Rabb enjoyed regaling people with tales of
how hard he worked and how little appreciation he received, and Harris liked to
tell fellow actresses that she could not understand how Ellis, a man who
compared her perky, pink nipples to flawless roses, could not and would not
give her a child. These are people who were unfamiliar with the truth and never
tried too hard to uncover it. The reality of the situation, as Carrie Nye
believed it, is that they both got what they wanted, with concomitant pain,
damage, and bruised accomplices. Rabb made Harris a star, taught her how to
dress and move and read plays. Harris was the compliant doll upon which Rabb
could affix designs and motives. O’Brien also got what he wanted, but he is the
only member of this particular trinity to admit as much, and it would take a
particularly dishonest reader to not admit that we all lie as often and as
extravagantly to survive and function, especially in what is left of the
American theatre.
When it became apparent, in 1992, that I
could offer no aid to Ellis Rabb as a directorial assistant, we would still
meet for lunch and talk about things. Rabb was always writing plays—big and
bold and always with a woman offering rescue—and he wanted me to read some
pages he had crafted of an autobiography. Rabb would order a Salty Dog (Le Gallienne’s
favorite drink) and he would tell stories about the joy of living in a
perpetual fantasy of what the theatre might become. These were fascinating
stories, and they would send a person out in the world ready to work toward
something magical. This aspect of Rabb is captured beautifully in O’Brien’s
book, particularly in an extended appendix, which holds the notes of Le
Gallienne’s direction of “The Cherry Orchard” for the APA.
Rabb was hurt that O’Brien had fired him,
and he was often disparaging of the work that he was doing, savaging aspects of
“Two Shakespearean Actors,” a play directed by O’Brien that was then running on
Broadway. I ignored these rants, but I noticed that when an actor approached
our table and attempted to ridicule, in a similar manner, the work of Jack O’Brien, Rabb delivered a
coruscating peroration that left the man blanched and apologetic. “No one
attacks my friends,” Rabb told me, hoisting another drink.
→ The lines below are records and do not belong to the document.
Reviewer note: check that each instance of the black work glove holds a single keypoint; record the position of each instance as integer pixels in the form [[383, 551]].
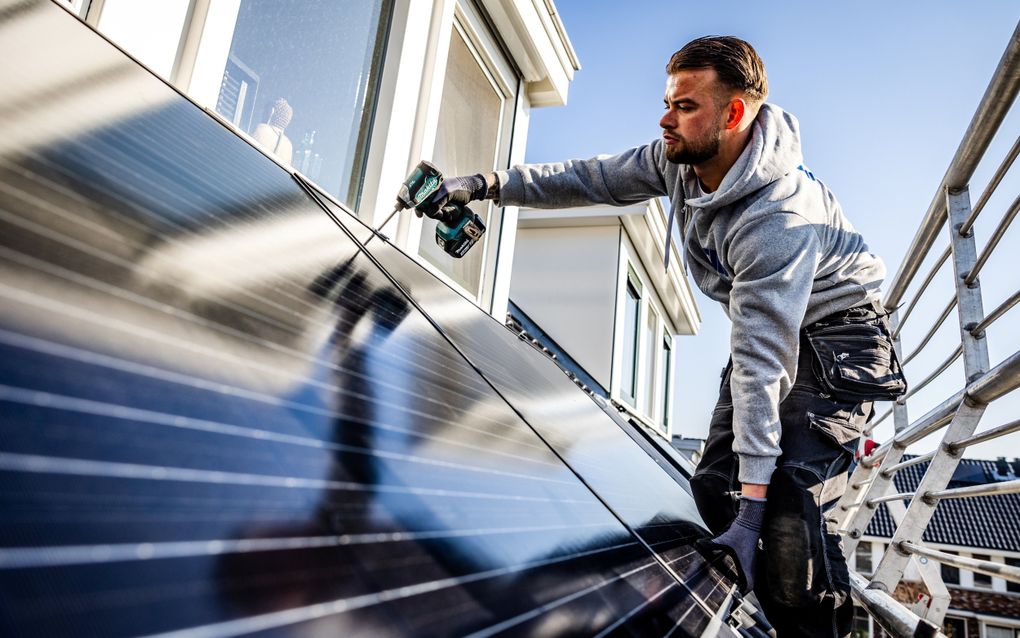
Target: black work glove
[[741, 540], [457, 191]]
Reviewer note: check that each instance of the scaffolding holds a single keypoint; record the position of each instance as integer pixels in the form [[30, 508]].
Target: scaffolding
[[958, 415]]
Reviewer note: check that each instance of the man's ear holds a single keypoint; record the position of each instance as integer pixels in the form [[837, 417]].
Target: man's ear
[[734, 112]]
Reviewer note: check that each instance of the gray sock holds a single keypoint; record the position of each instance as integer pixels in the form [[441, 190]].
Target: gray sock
[[741, 540]]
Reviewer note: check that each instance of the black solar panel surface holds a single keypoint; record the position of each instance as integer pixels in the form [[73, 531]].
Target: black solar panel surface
[[217, 416]]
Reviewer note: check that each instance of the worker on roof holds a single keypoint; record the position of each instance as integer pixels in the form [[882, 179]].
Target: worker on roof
[[810, 347]]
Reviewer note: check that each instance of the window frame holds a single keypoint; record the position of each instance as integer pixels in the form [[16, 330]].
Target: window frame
[[652, 398], [488, 51], [631, 286]]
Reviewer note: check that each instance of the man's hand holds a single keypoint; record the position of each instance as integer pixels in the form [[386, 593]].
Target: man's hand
[[459, 190], [741, 540]]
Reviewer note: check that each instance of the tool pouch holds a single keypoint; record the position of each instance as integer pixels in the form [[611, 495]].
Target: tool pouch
[[856, 362]]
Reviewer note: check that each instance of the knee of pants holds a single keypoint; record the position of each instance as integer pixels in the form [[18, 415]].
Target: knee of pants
[[714, 504], [804, 563]]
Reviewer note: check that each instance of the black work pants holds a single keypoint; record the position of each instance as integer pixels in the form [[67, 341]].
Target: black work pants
[[802, 579]]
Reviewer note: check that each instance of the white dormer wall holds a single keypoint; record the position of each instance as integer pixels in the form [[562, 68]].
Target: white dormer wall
[[570, 275]]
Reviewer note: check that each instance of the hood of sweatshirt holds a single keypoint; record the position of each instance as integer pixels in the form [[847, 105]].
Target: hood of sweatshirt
[[772, 151]]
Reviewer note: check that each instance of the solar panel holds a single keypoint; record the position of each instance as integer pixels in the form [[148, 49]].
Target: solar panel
[[647, 499], [219, 415]]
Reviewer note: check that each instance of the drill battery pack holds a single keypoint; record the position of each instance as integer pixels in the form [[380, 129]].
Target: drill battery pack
[[457, 239]]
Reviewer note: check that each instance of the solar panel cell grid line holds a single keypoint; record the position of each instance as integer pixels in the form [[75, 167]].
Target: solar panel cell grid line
[[159, 307], [102, 321], [119, 410], [220, 439], [534, 385]]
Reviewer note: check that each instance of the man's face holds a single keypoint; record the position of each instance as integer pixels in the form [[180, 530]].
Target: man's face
[[695, 120]]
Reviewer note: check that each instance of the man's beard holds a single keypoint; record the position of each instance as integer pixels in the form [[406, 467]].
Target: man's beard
[[695, 152]]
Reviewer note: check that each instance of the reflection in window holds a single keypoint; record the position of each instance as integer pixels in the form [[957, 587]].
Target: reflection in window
[[149, 31], [993, 631], [467, 141], [955, 627], [1010, 585], [631, 320], [651, 353], [300, 78]]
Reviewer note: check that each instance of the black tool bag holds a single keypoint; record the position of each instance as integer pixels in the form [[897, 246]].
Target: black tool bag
[[856, 362]]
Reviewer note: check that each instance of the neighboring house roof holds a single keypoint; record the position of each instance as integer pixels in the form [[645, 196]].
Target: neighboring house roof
[[987, 522]]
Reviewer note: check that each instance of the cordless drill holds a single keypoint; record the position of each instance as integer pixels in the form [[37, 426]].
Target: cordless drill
[[458, 228]]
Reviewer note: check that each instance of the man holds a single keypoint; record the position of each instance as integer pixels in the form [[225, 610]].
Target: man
[[766, 239]]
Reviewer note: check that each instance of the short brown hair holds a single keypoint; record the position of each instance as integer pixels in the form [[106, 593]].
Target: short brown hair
[[735, 62]]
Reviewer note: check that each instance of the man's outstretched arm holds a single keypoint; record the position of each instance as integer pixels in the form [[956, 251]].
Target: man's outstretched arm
[[631, 177]]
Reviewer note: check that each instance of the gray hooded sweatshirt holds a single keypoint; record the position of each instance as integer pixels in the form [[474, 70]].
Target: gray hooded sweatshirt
[[771, 244]]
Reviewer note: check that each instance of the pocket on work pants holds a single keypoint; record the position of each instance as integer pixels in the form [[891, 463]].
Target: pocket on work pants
[[804, 563], [856, 361]]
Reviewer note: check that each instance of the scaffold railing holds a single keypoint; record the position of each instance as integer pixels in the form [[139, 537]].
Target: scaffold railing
[[957, 416]]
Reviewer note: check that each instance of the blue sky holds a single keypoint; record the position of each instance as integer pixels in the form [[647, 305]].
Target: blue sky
[[883, 92]]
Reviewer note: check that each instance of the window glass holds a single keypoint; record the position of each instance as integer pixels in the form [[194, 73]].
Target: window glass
[[863, 557], [955, 627], [982, 580], [1010, 585], [467, 141], [149, 31], [631, 320], [665, 370], [300, 78], [651, 354]]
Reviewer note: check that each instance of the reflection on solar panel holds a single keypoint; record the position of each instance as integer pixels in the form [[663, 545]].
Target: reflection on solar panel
[[220, 415]]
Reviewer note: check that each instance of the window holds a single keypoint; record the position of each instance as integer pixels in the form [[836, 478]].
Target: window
[[862, 556], [1010, 585], [631, 320], [472, 135], [665, 367], [951, 575], [650, 354], [982, 580], [299, 77], [995, 631], [955, 627], [149, 31]]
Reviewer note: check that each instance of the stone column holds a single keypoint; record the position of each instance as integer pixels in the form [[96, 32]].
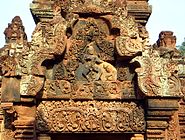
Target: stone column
[[159, 115]]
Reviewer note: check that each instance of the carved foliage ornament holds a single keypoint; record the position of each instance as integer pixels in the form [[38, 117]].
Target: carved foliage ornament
[[89, 116], [157, 75]]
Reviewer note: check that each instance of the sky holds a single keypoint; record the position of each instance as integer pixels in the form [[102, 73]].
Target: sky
[[167, 15]]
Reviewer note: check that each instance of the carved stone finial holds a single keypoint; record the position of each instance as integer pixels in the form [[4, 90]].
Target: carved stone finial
[[15, 31]]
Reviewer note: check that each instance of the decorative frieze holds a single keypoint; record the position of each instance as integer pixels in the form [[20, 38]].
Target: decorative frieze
[[89, 116]]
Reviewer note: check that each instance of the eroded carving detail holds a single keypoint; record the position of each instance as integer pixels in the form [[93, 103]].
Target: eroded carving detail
[[158, 74], [91, 116]]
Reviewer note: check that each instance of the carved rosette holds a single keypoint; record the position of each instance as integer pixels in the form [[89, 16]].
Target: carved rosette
[[89, 116]]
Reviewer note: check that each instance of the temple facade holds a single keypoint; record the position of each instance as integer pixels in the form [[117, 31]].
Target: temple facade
[[89, 73]]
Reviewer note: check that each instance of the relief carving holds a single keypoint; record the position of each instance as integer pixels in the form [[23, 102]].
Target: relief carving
[[157, 75], [90, 116]]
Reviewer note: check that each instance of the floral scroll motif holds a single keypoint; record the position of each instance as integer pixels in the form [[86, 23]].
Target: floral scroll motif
[[89, 116]]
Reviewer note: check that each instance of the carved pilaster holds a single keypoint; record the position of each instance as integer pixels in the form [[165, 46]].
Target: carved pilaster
[[25, 122], [181, 115], [159, 118]]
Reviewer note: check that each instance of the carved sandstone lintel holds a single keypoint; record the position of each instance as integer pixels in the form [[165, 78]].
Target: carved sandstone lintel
[[61, 89], [89, 116]]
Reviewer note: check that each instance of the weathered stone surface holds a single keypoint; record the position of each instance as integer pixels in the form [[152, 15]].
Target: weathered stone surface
[[90, 68], [91, 116]]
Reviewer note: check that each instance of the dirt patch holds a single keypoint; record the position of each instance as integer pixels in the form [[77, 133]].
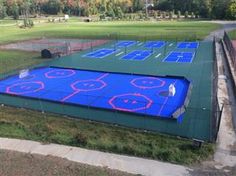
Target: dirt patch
[[20, 164]]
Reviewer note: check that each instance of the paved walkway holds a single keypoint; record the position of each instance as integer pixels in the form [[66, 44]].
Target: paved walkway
[[225, 154], [123, 163]]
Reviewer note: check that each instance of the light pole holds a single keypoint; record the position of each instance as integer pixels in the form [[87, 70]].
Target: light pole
[[146, 8]]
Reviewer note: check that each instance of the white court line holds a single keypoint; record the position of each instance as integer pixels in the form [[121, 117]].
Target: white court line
[[158, 55], [140, 44], [119, 53]]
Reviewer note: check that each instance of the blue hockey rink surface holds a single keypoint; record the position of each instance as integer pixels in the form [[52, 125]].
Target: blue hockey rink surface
[[123, 92], [125, 43], [188, 45], [181, 57], [137, 55], [101, 53], [154, 44]]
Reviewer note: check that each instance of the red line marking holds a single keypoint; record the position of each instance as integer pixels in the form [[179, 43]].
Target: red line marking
[[166, 100], [69, 96], [103, 76]]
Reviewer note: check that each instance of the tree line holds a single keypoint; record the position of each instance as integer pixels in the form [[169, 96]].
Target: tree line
[[213, 9]]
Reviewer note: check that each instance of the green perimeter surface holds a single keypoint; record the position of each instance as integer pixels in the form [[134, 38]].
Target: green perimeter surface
[[198, 116]]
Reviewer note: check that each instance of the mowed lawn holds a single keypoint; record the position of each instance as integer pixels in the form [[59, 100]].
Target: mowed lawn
[[140, 30], [32, 125], [232, 34]]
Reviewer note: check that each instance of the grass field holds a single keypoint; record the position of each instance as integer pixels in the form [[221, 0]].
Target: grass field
[[167, 30], [21, 164], [25, 124], [232, 35]]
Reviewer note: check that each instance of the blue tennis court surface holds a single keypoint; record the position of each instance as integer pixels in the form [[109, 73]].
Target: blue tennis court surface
[[154, 44], [137, 55], [133, 93], [125, 43], [188, 45], [181, 57], [101, 53]]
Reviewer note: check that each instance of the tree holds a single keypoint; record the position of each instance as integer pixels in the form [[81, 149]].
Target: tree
[[52, 7], [138, 5], [219, 8], [119, 12], [231, 12]]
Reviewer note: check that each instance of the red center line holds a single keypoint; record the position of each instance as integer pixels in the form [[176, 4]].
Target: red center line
[[69, 96], [103, 76], [166, 100]]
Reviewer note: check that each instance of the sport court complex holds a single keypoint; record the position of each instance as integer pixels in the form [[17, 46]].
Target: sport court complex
[[126, 83]]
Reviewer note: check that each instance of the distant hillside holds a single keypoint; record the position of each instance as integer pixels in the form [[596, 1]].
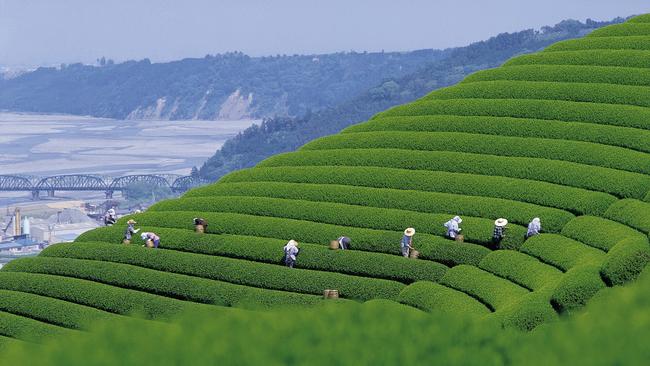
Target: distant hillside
[[228, 86], [286, 134]]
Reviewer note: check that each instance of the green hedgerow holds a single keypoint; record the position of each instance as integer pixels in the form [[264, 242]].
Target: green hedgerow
[[431, 247], [431, 296], [544, 90], [52, 311], [520, 268], [561, 252], [552, 149], [100, 296], [602, 43], [575, 200], [566, 74], [269, 250], [493, 291], [620, 58], [625, 261], [528, 312], [596, 113], [176, 267], [431, 202], [30, 330], [598, 232], [633, 213], [631, 138], [576, 287], [645, 18], [624, 29], [612, 181], [476, 230]]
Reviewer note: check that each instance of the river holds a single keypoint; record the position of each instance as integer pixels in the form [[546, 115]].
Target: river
[[34, 144]]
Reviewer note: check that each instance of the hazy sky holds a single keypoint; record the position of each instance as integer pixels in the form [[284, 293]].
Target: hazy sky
[[53, 31]]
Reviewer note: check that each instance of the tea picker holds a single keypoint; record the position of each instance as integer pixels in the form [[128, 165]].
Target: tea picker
[[342, 243], [151, 240], [534, 227], [130, 231], [200, 225], [110, 218], [407, 242], [291, 253], [453, 228], [499, 231]]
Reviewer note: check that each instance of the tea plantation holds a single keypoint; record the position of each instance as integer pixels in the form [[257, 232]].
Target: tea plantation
[[563, 135]]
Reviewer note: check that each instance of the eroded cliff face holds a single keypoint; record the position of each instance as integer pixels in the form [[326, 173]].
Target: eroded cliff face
[[236, 106]]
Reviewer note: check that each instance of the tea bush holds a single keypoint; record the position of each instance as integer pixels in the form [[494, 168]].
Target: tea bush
[[576, 287], [52, 311], [552, 149], [475, 229], [100, 296], [598, 232], [625, 261], [571, 199], [604, 114], [602, 43], [431, 296], [565, 73], [431, 202], [493, 291], [633, 213], [168, 273], [561, 252], [520, 268], [635, 139], [622, 58], [620, 183], [431, 247], [544, 90], [625, 29], [268, 250]]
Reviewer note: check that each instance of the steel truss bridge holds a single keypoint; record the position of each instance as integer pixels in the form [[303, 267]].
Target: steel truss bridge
[[85, 182]]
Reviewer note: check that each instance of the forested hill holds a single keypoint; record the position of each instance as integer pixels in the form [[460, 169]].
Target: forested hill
[[284, 134], [227, 86]]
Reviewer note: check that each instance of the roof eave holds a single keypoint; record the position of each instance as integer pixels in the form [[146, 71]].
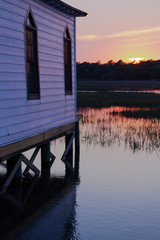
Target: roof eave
[[64, 7]]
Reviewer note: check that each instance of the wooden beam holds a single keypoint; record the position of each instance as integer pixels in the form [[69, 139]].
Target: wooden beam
[[13, 149]]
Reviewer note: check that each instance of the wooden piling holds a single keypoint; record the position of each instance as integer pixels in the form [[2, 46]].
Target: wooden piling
[[77, 149], [45, 164], [69, 155]]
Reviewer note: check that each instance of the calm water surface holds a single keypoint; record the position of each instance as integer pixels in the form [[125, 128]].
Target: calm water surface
[[118, 194]]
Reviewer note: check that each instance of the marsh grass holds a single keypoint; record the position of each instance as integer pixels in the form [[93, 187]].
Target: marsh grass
[[107, 99], [99, 85]]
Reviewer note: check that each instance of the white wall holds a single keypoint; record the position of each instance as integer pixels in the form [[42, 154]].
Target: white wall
[[21, 118]]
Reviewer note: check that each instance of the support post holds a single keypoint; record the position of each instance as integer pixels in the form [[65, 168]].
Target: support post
[[10, 165], [69, 155], [45, 164], [77, 149], [14, 183]]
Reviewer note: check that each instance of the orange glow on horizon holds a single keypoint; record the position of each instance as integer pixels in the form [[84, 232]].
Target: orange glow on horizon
[[136, 60]]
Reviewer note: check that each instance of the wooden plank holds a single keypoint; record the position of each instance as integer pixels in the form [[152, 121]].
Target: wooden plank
[[21, 146]]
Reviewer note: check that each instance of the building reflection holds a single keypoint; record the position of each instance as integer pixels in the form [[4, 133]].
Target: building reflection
[[49, 213], [108, 127]]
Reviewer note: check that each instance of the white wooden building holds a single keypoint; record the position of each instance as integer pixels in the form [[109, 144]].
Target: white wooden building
[[37, 70]]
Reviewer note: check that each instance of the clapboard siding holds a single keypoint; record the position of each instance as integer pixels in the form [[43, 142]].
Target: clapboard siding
[[20, 118]]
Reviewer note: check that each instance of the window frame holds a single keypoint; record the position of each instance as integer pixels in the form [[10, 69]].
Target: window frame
[[34, 29], [68, 80]]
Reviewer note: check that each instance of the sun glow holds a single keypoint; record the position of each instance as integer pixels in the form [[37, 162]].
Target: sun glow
[[136, 60]]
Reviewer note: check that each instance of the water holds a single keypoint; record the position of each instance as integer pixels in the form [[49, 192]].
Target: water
[[117, 195]]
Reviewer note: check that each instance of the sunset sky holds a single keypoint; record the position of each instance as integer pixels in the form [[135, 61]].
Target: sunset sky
[[118, 29]]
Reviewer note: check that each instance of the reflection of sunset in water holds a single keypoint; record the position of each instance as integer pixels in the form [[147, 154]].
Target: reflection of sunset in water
[[106, 127]]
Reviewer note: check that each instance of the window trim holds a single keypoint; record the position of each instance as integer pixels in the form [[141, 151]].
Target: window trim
[[32, 96], [68, 92]]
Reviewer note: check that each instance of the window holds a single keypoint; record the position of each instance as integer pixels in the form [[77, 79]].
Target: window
[[31, 52], [67, 62]]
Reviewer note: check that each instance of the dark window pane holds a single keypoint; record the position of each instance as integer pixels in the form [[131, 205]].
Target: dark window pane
[[67, 63], [32, 60]]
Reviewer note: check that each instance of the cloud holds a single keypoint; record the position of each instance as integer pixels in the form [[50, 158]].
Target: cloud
[[121, 34]]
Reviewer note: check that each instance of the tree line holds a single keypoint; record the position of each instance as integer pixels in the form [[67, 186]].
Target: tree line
[[145, 70]]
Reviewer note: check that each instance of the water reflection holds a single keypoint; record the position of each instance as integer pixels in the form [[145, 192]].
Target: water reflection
[[49, 212], [107, 127]]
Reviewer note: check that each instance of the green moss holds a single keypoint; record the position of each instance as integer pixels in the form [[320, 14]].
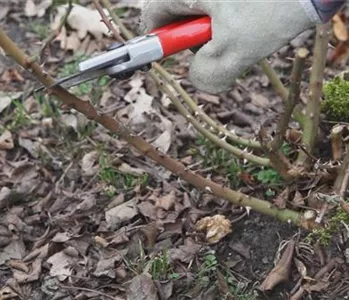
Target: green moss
[[336, 100], [324, 235]]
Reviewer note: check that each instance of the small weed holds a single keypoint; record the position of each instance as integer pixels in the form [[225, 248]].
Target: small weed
[[324, 235], [114, 178]]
It ended badly for Rabb, who would call me from
the Barbizon and ask me to bring booze “and maybe a boy?” he would add. I would
visit him, bloated and ruddy, unable to keep his robe around his body, asking
if anything I saw was of interest. Whatever his faults and whatever his demons,
he did not deserve the conclusion he got, one he would never have allowed and
would not have been able to stage. He would have required—and he needed--some
form of female deliverance.
Carrie Nye called a friend she shared with
Rabb one day in 1998. “I have bad news about Ellis,” she began. “Oh,” the
friend replied, “he’s in town? That’s bad news.” “No,” Nye told her, “he’s
dead.”
The female deliverance came when Carrie Nye
and Rosemary Harris, perhaps his closest female friends, battered but stalwart,
traveled to Memphis for Rabb’s funeral and acted as witnesses, friends,
artistic wives.
A screen shot of Ellis Rabb and Carrie Nye in Maxim Gorky's Enemies (1973). |
O’Brien writes in this bracing book “Great
acting is always shockingly direct and simple, in the sense that love is.” So
is writing and so is living, and O’Brien does both directly and simply and
powerfully. This is a noble and painful book that resurrects Ellis Rabb and
places him both on a pedestal and in the center of our attention. I hope that
the next book does the same for Jack O’Brien. It is time now for his story.